Ce que nous attendons des institutions européennes
Nous demandons à la Commission Européenne d'adopter des actes délégués, comme le Parlement et le Conseil de l'Europe le permettent (Art. 44) , qui
- prévoient une exception générale pour le Logiciel Libre non développé par les fabricants des appareils radio eux-même mais provenant d'autres entreprises ou personnes ;
- ne font pas glisser la responsabilité de la conformité du logiciel depuis les utilisateurs vers les fabricants lorsqu'un changement est apporté à la configuration initiale.

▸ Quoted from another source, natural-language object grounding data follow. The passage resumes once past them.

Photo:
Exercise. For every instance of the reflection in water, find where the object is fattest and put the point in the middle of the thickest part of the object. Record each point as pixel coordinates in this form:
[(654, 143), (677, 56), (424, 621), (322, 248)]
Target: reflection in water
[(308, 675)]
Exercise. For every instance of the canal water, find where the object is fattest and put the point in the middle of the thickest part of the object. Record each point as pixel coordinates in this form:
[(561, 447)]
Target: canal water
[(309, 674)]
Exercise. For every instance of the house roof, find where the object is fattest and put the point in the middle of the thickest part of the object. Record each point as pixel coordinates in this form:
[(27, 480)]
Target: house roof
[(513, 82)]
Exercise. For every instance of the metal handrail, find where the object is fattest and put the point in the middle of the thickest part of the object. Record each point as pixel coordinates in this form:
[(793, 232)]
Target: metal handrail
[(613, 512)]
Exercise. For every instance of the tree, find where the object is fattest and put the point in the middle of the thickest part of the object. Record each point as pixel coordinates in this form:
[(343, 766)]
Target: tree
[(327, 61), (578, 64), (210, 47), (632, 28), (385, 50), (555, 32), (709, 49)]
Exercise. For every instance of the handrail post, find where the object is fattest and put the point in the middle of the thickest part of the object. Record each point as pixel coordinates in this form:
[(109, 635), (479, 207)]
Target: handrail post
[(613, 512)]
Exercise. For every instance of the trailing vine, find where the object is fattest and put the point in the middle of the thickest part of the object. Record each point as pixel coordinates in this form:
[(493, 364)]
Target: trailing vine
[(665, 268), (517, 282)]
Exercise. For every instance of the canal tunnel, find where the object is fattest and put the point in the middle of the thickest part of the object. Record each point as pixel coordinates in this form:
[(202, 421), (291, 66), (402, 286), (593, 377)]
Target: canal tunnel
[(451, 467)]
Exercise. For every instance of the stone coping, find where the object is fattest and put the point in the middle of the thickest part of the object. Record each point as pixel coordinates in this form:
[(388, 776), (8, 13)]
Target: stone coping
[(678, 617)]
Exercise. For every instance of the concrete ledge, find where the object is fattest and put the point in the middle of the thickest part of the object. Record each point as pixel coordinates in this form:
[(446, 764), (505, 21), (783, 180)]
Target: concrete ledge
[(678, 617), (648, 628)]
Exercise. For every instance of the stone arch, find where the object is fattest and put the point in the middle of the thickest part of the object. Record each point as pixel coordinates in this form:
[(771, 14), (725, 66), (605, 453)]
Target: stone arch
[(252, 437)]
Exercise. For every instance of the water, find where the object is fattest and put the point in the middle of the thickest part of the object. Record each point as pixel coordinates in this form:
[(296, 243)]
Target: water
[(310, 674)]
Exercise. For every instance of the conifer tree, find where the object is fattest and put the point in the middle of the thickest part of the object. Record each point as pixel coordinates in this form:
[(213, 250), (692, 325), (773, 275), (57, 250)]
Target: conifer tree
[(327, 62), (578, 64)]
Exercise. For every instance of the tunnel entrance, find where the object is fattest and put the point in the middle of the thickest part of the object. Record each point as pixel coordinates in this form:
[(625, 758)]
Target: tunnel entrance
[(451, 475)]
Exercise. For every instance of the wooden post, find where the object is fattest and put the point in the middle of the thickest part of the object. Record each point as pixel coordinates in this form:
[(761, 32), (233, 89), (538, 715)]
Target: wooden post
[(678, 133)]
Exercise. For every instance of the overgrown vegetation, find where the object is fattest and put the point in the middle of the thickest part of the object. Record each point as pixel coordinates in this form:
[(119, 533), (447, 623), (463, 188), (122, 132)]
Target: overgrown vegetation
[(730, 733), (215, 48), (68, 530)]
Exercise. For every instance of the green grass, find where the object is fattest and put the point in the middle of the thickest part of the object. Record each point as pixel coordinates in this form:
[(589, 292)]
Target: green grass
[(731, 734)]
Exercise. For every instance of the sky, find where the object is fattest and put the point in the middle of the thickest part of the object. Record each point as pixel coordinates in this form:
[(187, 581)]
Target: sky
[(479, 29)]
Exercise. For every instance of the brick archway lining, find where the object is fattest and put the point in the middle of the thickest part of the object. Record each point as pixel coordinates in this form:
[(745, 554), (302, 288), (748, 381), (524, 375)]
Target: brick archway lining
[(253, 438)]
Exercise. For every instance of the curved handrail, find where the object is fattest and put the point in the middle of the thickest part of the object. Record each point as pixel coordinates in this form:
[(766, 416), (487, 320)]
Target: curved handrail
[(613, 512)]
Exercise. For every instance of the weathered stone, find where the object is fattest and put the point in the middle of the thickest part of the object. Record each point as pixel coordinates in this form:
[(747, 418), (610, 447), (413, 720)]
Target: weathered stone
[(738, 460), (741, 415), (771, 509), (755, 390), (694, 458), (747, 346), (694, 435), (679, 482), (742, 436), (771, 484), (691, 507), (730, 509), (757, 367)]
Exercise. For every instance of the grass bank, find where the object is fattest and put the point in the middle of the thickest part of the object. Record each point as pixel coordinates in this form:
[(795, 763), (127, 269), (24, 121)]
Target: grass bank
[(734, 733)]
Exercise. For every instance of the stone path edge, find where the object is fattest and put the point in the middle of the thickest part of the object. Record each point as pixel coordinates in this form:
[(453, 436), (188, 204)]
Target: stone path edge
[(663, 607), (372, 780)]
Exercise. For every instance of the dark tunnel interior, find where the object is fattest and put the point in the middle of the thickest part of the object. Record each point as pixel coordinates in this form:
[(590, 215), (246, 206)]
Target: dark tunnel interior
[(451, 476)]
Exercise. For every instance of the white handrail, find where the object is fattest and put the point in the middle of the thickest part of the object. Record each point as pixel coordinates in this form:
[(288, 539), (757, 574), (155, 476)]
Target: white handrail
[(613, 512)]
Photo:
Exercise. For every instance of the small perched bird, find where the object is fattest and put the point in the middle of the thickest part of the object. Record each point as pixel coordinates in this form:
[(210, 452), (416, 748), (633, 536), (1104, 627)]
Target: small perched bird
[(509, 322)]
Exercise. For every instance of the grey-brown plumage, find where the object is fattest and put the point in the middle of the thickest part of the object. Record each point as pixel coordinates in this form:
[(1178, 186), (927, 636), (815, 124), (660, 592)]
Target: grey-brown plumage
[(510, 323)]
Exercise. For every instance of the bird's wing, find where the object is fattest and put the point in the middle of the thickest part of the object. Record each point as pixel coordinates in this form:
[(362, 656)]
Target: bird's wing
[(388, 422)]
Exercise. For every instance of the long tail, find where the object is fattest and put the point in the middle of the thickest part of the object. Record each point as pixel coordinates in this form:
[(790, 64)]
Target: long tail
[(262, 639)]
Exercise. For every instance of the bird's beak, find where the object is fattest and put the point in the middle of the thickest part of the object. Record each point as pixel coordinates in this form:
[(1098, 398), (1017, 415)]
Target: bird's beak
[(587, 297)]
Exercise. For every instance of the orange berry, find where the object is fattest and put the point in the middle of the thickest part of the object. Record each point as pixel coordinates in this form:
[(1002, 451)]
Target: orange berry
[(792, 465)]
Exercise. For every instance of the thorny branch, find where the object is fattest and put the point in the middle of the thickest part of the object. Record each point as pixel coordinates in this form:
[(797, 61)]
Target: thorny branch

Le Logiciel et le matériel ne devraient pas être traités différemment en ce sens.
Ce que nous attendons des états membres
Nous demandons aux législateurs des états membres
- d'interpréter la directive de sorte à ce que du Logiciel Libre puisse être installé sur des appareils radio sans discrimination, de façon à préserver les droits des utilisateurs. Comme indiqué dans le considérant (19), les fournisseurs de logiciels tiers, comme les Logiciels Libres, ne doivent pas être désavantagés ;
- de s'assurer que les fabricants de petite et de moyenne taille ne soient pas désavantagés de manière disproportionnée en étant forcés de vérifier la conformité de toutes les alternatives logicielles ;
- de s'assurer que les utilisateurs ne soient pas forcés d'installer des logiciels non-libres.